Warren County leaders hope a proposed amendment to the state constitution can help solve a longstanding stalemate over a closed bridge over the Schroon River.
The county has hoped to replace the Middleton Bridge in the towns of Warrensburg and Bolton for years, after the bridge was closed in 2009 because of structural problems.
The single-lane bridge that connected Schroon River Road and East Schroon River Road was 115 years old.
The closure resulted in a detour of several miles south to county Route 11, causing longer trips for emergency vehicles and school buses, Horicon Supervisor Matt Simpson said. Simpson is chairman of the Warren County Board of Supervisors Public Works Committee, and East Schroon River Road becomes Ridin’ Hy Road in his town, accessing Ridin’ Hy Ranch, a major employer and business.
The trip is seven to 10 minutes longer because of the detour, Simpson said.
The Public Works Committee endorsed a statewide ballot proposal that will be voted on Nov. 7, which would create a statewide, 250-acre “land bank” of property that municipalities could essentially trade for use of state forest preserve land for municipal projects.

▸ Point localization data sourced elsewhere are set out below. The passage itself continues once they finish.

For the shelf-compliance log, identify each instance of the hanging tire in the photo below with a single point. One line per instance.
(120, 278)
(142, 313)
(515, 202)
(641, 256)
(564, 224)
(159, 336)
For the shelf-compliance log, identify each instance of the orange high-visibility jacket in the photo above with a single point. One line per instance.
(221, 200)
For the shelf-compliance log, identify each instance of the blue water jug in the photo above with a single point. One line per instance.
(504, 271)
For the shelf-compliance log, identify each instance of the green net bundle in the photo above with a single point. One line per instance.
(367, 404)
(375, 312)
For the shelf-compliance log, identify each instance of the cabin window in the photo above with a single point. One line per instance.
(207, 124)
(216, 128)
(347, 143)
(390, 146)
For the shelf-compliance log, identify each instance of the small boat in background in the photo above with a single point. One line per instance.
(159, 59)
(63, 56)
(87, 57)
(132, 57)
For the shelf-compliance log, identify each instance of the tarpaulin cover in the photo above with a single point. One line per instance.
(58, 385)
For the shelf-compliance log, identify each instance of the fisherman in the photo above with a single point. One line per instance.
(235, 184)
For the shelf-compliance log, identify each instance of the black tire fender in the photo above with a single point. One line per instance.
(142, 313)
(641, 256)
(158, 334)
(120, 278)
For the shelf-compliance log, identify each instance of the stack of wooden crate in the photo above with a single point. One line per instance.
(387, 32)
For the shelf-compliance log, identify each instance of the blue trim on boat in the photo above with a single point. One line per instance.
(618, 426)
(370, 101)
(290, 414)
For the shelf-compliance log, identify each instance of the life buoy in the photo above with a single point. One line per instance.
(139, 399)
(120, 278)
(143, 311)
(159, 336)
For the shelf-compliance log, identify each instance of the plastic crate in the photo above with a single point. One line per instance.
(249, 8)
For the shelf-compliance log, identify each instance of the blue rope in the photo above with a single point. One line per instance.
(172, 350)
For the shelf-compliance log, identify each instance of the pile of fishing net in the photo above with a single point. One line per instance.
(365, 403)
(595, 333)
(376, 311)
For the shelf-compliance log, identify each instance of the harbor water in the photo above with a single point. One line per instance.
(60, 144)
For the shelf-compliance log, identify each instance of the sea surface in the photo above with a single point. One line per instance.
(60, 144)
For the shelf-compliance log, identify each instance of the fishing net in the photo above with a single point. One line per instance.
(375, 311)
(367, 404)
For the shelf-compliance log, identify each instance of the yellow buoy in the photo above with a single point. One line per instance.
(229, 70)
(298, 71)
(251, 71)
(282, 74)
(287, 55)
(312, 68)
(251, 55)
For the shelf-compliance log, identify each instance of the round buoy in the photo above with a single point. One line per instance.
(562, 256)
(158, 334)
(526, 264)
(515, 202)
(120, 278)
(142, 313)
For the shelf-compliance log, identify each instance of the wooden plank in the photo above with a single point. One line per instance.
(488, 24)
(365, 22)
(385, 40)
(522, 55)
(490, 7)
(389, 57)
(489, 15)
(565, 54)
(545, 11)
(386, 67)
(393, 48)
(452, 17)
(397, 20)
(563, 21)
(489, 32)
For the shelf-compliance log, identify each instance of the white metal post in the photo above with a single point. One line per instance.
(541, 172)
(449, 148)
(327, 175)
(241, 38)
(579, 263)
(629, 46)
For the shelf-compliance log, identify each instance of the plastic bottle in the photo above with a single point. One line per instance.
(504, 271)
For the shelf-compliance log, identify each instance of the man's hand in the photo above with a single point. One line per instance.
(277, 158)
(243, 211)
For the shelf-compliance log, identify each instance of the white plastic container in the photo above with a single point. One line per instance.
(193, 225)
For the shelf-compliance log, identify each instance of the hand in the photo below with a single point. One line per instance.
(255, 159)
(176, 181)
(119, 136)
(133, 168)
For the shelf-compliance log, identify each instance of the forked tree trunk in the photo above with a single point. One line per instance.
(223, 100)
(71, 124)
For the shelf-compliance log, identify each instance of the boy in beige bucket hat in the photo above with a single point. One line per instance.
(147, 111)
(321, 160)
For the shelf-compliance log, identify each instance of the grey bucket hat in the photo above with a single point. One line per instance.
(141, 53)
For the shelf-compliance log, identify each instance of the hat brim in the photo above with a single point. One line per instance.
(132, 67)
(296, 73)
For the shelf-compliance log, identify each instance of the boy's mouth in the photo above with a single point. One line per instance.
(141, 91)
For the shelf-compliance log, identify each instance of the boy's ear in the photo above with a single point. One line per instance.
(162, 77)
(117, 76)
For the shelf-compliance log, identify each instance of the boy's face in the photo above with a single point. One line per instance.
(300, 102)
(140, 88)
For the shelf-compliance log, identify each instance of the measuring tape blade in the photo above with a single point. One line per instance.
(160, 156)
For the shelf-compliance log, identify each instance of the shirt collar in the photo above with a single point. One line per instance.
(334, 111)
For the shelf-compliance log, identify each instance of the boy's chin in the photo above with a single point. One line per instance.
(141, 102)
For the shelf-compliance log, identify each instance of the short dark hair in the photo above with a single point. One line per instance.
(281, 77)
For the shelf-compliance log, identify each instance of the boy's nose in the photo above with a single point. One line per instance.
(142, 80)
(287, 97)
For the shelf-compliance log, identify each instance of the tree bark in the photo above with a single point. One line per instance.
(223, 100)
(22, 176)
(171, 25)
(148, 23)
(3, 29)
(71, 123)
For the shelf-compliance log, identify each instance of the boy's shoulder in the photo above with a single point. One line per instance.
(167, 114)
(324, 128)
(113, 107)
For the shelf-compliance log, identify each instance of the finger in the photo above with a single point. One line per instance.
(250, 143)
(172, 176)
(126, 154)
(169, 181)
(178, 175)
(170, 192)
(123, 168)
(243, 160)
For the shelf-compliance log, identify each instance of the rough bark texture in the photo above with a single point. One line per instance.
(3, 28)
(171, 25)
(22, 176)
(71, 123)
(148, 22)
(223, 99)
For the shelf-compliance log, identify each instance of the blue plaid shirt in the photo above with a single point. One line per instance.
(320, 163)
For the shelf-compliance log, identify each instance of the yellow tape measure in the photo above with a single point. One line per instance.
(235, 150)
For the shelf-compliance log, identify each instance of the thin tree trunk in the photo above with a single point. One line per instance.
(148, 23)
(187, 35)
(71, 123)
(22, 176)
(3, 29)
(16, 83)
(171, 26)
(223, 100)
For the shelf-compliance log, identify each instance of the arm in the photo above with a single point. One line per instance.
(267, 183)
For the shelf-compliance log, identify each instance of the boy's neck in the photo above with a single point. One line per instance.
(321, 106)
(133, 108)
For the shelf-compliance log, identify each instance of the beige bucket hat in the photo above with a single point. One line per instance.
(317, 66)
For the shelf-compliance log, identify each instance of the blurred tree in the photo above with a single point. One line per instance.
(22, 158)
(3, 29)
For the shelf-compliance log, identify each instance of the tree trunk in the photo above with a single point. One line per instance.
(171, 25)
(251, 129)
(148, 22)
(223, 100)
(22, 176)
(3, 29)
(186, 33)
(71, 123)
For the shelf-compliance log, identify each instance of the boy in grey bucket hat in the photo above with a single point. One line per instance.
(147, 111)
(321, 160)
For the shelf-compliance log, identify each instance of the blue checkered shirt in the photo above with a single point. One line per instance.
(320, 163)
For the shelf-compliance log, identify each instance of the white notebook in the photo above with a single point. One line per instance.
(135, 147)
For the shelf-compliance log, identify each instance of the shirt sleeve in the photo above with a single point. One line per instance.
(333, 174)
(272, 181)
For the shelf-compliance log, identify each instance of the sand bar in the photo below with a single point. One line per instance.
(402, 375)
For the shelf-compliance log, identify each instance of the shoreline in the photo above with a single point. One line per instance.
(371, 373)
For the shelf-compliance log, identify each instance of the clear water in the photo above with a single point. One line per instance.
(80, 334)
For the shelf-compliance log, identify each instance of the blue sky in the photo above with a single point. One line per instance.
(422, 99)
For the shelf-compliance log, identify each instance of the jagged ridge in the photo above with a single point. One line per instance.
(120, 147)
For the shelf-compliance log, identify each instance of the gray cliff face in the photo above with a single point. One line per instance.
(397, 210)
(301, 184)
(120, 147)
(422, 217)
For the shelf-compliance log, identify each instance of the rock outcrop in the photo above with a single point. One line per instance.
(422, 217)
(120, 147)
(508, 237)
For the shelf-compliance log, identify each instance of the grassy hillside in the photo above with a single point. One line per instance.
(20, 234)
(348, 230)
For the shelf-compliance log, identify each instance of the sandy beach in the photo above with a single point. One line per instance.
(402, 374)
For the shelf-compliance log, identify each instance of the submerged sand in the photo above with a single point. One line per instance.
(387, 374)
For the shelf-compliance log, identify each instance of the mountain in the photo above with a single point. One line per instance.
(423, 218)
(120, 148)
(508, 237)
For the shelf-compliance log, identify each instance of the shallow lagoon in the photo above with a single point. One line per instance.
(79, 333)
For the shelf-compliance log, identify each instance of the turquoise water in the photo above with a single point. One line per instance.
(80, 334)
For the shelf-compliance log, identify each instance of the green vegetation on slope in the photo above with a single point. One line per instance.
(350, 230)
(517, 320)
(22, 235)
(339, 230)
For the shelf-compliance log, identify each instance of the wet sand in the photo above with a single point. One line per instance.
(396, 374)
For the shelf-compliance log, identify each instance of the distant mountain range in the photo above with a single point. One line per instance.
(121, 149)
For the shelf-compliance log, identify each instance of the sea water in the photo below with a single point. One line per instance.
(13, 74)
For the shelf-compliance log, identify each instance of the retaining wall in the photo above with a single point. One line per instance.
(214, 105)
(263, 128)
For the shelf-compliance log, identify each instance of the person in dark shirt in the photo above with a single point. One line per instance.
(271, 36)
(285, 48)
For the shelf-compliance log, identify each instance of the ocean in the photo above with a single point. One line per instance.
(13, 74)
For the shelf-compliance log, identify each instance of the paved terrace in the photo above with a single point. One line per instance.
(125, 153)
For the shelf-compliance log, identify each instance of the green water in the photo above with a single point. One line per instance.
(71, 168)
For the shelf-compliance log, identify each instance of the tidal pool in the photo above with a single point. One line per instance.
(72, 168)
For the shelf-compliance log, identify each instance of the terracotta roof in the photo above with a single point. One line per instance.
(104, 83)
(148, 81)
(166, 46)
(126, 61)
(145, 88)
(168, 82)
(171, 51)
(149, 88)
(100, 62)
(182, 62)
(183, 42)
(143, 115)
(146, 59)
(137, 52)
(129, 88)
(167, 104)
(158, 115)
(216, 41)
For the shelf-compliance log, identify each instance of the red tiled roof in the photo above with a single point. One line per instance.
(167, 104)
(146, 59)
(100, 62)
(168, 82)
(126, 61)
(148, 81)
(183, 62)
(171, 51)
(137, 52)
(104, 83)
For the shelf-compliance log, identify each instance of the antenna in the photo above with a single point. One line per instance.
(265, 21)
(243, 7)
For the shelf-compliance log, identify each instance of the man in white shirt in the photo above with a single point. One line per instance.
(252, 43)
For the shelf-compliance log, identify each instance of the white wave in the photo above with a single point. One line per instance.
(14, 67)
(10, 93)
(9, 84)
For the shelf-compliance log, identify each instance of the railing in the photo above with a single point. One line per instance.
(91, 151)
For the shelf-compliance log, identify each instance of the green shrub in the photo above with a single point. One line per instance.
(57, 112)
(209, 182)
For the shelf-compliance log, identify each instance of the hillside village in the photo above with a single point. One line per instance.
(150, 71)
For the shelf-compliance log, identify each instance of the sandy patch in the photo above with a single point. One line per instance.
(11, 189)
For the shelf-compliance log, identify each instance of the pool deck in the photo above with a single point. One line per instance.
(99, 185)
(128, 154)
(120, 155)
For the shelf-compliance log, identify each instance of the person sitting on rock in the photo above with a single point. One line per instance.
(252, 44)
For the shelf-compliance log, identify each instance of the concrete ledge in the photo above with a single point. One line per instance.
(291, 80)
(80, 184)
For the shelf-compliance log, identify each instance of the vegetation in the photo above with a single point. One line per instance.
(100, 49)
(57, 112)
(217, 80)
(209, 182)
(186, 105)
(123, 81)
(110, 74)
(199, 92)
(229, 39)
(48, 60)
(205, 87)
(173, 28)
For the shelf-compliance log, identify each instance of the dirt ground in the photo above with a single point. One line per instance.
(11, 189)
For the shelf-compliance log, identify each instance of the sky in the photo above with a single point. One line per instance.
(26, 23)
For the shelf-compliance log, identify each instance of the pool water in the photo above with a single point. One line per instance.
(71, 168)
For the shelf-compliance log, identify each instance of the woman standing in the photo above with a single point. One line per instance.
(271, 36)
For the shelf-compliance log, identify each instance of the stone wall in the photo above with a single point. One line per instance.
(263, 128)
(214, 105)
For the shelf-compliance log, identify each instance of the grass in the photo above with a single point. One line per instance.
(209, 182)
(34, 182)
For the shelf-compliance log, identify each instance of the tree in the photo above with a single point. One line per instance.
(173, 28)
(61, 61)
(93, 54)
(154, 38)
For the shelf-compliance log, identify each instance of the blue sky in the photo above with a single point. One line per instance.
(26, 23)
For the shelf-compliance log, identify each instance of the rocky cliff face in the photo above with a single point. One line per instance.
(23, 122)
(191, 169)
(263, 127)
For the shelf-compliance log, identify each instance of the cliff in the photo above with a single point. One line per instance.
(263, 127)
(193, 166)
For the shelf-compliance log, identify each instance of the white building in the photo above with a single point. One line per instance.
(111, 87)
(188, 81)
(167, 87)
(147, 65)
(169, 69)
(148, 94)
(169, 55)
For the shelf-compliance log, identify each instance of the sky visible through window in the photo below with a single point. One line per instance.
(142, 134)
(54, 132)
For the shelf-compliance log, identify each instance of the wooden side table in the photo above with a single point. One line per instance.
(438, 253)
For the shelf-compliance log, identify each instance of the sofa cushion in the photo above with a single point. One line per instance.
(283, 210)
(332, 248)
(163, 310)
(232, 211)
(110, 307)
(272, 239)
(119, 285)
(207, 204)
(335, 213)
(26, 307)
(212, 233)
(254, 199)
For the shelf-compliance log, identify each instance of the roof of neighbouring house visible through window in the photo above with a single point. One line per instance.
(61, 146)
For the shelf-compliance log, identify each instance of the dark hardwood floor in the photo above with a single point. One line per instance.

The state would then add the land it receives back into the forest preserve.
The county has identified a site for a replacement bridge, an area north of Middleton Bridge, that would cross a thin sliver of state land between Schroon River Road and the river.
Efforts to get state approval to cross that land have dragged on for five years, bogged down by conflicting opinions from the state as to the classification of the land along the river, which would affect how and whether it could be transferred to the county.
“It’s being prevented because of a 20-foot wide strip of forest preserve land that is used for fishing access,” Simpson said.
Simpson said the land bank could aid both Adirondack and Catskill communities that have forest preserve land, and county supervisors who spoke about it this week favored it.
Towns often need to make road improvements that are foiled by inability to use forest preserve land adjacent to the road, he said.
“I definitely think this is a needed amendment constitution to provide flexibility to our Adirondack communities while at the same time recognizing and acknowledging the constitutional protection afforded to forest preserve land,” Glens Falls 3rd Ward Supervisor Claudia Braymer said.
The Adirondack Local Government Review Board came out in favor of the land bank proposition this week as well.
The bridge would cost about $3 million, with state reimbursement covering all of the design and land purchase costs, and 95 percent of the construction costs.